SSR_percentage = (anova_vals[1,2]/(anova_vals[1,2]+anova_vals[2,2])) * 100
# 99.41% of the variation in y has been explained by the regression.
# part (c) Based on your answer in part b and on any other regression results you obtain, how well does the equation fit the data? Does a good fit ensure that forecasts for future years will be accurate?
# Based on part b and other regression results, the equation fits the data very well since this percentage is the R squared value, and a high R squared value of 99.41% tells us that 99.41% of variation in the response (New Construction) is explained by the linear relationship between Years and New Construction (in billions of dollars). However, a good fit does not ensure that forecasts for future years will be accurate. This is because the standard R squared overestimates the quality of future/out of sample predictions. Additionally, the good fit in this linear model does not imply overall causation between x and y. The relationship within this range of values could be caused by a third variable, or it could be that y is causing x.
# part (d) Use the equation developed to predict new construction in both 2000 and 2001. Find a point prediction and a 95% prediction interval.

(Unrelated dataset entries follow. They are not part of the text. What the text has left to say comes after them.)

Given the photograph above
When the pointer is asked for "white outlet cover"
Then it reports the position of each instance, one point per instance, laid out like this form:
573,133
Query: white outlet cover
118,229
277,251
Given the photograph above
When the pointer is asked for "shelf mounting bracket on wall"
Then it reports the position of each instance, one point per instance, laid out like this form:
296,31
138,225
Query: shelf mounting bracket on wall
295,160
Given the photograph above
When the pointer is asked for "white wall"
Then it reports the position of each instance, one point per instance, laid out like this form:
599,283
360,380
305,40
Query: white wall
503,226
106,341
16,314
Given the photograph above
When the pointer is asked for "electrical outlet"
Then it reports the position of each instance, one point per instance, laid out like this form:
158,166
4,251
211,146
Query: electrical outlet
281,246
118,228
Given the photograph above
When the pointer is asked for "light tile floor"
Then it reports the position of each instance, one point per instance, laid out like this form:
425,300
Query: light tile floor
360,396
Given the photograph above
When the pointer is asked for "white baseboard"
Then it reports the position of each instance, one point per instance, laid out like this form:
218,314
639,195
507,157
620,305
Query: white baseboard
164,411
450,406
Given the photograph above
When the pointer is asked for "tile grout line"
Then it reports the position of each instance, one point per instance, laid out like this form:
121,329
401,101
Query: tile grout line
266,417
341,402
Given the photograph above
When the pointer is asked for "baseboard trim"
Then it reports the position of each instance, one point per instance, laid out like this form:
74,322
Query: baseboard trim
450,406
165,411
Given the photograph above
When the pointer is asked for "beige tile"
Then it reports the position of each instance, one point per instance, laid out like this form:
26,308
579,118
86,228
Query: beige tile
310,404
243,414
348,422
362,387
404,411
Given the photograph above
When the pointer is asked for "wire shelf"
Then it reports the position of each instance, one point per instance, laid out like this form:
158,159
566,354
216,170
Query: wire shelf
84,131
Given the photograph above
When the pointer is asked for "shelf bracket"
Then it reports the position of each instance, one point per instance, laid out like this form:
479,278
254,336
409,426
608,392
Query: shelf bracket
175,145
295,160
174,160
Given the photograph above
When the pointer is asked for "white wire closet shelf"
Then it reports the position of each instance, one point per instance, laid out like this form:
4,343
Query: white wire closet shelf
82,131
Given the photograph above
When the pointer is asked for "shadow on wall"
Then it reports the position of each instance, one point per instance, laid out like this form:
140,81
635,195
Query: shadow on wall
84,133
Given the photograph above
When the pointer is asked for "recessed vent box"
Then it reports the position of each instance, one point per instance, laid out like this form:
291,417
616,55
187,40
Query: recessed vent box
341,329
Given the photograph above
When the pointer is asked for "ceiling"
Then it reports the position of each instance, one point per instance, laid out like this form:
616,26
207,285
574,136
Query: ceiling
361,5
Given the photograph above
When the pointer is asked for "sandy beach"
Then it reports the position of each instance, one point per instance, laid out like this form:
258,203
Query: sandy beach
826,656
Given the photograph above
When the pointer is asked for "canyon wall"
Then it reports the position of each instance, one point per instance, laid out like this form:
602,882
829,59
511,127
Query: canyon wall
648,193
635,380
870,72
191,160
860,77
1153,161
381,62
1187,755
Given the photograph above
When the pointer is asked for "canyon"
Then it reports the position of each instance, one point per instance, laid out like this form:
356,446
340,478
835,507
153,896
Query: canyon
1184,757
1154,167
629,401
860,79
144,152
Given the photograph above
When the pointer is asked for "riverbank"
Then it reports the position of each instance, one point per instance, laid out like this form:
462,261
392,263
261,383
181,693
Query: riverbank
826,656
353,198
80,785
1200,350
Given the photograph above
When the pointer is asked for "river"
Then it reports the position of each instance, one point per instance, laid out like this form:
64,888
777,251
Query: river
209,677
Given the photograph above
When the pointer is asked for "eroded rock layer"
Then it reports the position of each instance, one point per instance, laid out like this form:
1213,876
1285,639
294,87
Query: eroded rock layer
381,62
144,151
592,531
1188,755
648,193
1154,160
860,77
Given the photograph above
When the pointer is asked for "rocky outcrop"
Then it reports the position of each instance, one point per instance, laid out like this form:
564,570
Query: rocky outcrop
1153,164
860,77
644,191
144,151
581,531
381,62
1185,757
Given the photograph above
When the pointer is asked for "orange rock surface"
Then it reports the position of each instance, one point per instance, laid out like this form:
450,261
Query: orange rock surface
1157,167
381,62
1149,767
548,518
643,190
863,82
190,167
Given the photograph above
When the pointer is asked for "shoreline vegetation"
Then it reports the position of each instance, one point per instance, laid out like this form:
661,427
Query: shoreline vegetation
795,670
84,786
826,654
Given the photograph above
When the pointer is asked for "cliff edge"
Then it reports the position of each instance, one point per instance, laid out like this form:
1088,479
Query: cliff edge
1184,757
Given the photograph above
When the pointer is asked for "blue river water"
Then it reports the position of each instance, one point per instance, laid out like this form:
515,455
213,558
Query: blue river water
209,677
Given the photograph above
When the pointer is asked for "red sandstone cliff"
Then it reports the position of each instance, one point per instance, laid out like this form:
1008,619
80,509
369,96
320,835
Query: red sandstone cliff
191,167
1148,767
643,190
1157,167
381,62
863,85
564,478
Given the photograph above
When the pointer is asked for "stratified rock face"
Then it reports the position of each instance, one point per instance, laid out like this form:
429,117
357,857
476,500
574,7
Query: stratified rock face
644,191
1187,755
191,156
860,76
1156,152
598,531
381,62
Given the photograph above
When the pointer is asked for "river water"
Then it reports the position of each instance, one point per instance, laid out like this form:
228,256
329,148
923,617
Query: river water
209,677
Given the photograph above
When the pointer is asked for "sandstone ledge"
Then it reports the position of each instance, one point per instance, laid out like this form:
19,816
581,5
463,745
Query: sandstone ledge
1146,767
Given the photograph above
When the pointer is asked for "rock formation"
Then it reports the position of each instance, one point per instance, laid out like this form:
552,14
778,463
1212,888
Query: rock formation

# Point Prediction 2000 (t = 71): y = 108961085 + 2311504(x) = 108961085 + 2311504(71) = 273077869 people
# Confidence Interval 2000: [265569416 people, 280586304 people]
new <- data.frame(year_t = 71)
predict(fit,new,interval = 'prediction')
## fit lwr upr
## 1 273077860 265569416 280586304
# Point Prediction 2001 (t = 72): y = 108961085 + 2311504(x) = 108961085 + 2311504(72) = 275389373 people
# Confidence Interval 2001: [267871988 people, 282906739 people]

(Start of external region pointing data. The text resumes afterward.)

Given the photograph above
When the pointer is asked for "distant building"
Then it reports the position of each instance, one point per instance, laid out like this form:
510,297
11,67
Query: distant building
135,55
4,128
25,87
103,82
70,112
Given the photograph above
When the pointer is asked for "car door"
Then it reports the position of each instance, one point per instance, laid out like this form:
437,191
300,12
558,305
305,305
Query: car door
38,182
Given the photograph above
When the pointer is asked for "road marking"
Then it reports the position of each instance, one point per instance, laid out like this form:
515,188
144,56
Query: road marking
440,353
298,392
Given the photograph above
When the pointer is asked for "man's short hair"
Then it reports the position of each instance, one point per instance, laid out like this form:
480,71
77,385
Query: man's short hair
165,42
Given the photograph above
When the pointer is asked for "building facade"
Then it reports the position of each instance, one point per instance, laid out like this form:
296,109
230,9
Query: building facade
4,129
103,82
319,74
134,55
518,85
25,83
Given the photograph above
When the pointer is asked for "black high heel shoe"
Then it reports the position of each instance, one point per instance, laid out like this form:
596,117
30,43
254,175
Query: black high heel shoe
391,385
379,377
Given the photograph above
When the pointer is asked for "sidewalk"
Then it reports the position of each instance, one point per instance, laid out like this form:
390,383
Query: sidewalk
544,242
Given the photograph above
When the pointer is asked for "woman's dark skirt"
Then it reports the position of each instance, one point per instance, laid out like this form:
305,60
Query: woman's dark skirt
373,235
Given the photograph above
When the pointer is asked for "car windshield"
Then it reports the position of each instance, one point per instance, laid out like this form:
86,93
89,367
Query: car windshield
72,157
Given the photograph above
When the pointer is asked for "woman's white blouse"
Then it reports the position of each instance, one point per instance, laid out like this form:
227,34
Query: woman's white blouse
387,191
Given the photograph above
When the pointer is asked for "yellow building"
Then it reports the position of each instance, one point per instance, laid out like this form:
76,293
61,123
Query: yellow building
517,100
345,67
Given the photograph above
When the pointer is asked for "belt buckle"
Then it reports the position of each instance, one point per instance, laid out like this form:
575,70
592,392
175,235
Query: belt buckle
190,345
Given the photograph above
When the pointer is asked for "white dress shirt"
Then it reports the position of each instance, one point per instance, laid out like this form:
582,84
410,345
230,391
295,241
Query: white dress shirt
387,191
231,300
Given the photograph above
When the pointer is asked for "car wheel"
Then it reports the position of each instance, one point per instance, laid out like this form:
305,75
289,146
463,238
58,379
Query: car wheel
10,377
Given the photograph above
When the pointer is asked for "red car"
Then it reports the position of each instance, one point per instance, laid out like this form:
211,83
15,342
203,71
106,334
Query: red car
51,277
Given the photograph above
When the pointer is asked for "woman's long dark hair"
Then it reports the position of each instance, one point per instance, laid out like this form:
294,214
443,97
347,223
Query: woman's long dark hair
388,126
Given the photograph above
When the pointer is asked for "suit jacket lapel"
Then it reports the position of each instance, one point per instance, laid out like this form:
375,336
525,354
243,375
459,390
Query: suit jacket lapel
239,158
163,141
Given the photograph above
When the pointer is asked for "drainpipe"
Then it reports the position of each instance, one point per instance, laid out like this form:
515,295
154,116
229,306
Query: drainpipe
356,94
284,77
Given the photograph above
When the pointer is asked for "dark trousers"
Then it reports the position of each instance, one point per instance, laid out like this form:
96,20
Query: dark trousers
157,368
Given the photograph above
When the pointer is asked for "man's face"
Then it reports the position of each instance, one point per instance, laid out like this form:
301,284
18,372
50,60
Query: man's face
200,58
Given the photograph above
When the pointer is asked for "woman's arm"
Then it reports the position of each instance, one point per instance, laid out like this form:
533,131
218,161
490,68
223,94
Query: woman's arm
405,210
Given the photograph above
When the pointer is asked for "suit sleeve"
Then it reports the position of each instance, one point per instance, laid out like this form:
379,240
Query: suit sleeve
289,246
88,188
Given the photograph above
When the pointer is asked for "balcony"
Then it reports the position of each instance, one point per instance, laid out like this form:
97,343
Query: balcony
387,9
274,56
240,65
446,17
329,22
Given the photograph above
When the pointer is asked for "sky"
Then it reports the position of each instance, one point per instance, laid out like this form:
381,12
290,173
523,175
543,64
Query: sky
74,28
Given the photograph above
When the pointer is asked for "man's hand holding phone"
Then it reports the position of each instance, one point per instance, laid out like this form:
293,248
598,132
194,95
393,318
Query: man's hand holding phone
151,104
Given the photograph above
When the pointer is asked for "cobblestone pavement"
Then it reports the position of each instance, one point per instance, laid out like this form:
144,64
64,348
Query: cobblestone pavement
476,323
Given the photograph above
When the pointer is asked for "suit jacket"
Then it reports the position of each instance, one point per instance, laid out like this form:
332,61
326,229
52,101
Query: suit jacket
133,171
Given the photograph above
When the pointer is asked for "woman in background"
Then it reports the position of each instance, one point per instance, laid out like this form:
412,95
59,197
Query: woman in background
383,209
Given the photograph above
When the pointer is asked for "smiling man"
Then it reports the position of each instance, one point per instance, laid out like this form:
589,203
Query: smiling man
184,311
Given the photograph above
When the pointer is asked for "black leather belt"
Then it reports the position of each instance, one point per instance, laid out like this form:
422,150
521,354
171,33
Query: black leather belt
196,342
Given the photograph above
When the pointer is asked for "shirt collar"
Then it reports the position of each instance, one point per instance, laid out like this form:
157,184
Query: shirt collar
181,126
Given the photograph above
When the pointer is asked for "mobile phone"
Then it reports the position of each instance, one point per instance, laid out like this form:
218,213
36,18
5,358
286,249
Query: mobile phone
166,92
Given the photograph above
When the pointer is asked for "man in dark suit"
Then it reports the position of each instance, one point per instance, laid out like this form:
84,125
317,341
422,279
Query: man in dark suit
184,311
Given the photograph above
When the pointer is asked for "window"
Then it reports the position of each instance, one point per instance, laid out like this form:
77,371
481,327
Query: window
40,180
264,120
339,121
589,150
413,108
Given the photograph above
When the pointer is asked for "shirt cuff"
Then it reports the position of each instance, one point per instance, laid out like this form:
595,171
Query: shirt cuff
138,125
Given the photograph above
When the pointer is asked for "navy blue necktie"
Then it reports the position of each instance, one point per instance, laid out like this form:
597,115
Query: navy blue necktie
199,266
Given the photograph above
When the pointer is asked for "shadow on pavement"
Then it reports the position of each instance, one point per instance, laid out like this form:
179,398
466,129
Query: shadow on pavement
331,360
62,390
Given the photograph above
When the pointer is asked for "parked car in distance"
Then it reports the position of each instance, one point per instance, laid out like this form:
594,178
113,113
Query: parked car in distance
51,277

new <- data.frame(year_t = 72)
predict(fit,new,interval = 'prediction')
## fit lwr upr
## 1 275389364 267871988 282906739
# part (e) How reliable do you believe the forecast in part d might be?
# I am cautionary to believe that these forecasts are very realiable due to the fact that the x values used are outside of the range of the explanatory variable used to create the linear trend model. The relationship that holds over the range 1930-1999 may be different than the one that exists from 2000 to beyond, which makes me question the reliability of these forecasts. Factors that might influence the accuracy of this model are improved medicine to help people live longer, the occurance of a war that could cause the untimely deaths of many in a short period of time, the break out of a new, unvaccinated virus, or changes in cost of living that could cause people to have more or less kids based on their income and financial stability.